How Your Church Website Needs to Change

Your church’s website is important to how you will reach people. It is not the only way, but it is a very helpful way.

I firmly believe that the gospel is the power of salvation to those who believe (Rom. 1:16). A church doesn’t need a website to reach people with the news of Jesus, but it is a fantastic tool with which to reach people.

When churches had to restrict physical gatherings due to the COVID-19, the level to which each church had prioritized an online presence became painfully obvious. Those who had made their website a priority were able to adapt quickly. Those who disagreed with the importance were left scrounging around to get things up to speed.

I am not here in 2020 to argue the importance of a church website, but I want you to rethink why you have one.

I want you to think about the potential changing of your strategy regarding your online presence in this pandemic-recovering landscape.

  1. Some Websites Are Sidelined. Your website doesn’t need to be the totality of your ministry, but if you aren’t treating it as a powerful tool to reach people, you are missing an incredible, flexible opportunity. It needs to be more than insider language, stock photos, generic information, and outdated content. I doubt you will have a visitor at your church who has not studied your website before coming.
  2. Some Websites Are Substitutionary. For the churches on the polar opposite of the spectrum, some have taken the approach to reach people digitally is a worthy goal and no more is needed. What the COVID-19 is teaching us is that if people are only connected to a church via an online service, they are severely lacking the community they need. An online strategy is great, but it is lacking if it never moves people into an authentic, biblical community. A website cannot replace real people committed to one another.
  3. Some Websites Are Supplemental. If these recent months have taught us anything is that online content can serve as a good, supplemental approach. From online services, Zoom groups, and helpful resources, websites are in a sweet spot when they are supplemental to body life and not substitutionary. Apparently, even online haters jumped on board when it was necessary.
  4. Few Websites Are Strategic. While many churches see their websites as sidelined, substitutionary, or supplemental, I have seen rare few that are truly strategic. I know there are some with incredible designs and slick content. I am not talking about that. I am talking about those churches who understand the role of a church website doing something pivotal in the overall strategy of the church.

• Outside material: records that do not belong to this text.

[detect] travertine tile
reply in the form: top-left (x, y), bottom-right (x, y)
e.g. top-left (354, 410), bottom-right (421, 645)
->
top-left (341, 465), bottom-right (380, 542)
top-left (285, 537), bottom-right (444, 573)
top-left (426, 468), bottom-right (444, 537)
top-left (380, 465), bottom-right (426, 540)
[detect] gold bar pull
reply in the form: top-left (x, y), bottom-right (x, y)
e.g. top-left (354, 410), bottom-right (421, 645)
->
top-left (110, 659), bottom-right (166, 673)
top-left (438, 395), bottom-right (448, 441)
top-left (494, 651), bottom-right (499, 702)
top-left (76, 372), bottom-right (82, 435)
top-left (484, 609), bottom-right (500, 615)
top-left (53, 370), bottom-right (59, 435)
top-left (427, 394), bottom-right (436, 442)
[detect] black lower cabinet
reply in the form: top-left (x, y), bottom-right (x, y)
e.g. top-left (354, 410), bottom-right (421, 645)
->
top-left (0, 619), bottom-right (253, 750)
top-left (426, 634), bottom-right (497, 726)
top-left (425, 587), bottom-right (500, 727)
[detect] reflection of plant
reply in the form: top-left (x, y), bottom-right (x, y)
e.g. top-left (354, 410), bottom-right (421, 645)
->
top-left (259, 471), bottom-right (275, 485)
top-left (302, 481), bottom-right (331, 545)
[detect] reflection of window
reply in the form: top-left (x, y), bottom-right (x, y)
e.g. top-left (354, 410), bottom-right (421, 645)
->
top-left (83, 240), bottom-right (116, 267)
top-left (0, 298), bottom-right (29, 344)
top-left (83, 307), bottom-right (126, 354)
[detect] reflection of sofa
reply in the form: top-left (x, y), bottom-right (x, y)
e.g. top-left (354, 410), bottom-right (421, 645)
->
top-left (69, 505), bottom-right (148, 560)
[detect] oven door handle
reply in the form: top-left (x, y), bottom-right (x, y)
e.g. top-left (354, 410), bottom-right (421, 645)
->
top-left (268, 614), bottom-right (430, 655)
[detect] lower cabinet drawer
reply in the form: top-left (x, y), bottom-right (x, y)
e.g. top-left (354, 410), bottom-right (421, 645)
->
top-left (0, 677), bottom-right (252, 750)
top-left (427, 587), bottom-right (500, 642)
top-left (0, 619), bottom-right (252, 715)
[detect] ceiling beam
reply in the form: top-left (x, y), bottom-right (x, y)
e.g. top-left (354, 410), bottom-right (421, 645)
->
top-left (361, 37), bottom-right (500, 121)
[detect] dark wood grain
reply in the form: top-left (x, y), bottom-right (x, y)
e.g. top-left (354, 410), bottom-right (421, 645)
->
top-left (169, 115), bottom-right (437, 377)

Everyone keeps talking about finding the “new normal” post-pandemic. I don’t know what that will look like or when we will see it, but I do think that now is the time to rethink the purpose of the church website.

  • What if you could provide a potential guest with more than just a listing of service times and directions?
  • What if you could equip your members with important content that you may never get to in a sermon calendar?
  • What if you could focus more on the testimonies of life change rather than a listing of the “services” you provide?
  • What if your staff pages could be more than biographical information but spiritual instruction?
  • What if you could take some of the deepest needs out there and provide a path for help?
  • What if your content was more than just “eavesdropping” on existing physical gatherings?
  • What if you took advantage of how you used tech during the pandemic and utilized it intentionally as a part of your overall strategy?
  • What if you developed online groups as a stepping stone to a real group for those who physically can’t gather?
  • What if you automated certain pieces of information to further the people and your staff?

These are unique times, but they have unique opportunities!

While you are no doubt scrambling weekly to know how to care for your people right now, I would encourage you to begin dreaming about how you may can equip people in the future.

Think through what your strategy should be and will be.

Just remember: helpful content is better than flashy design.

We have the best news in the world. Let’s use every opportunity we have to get it out to more people.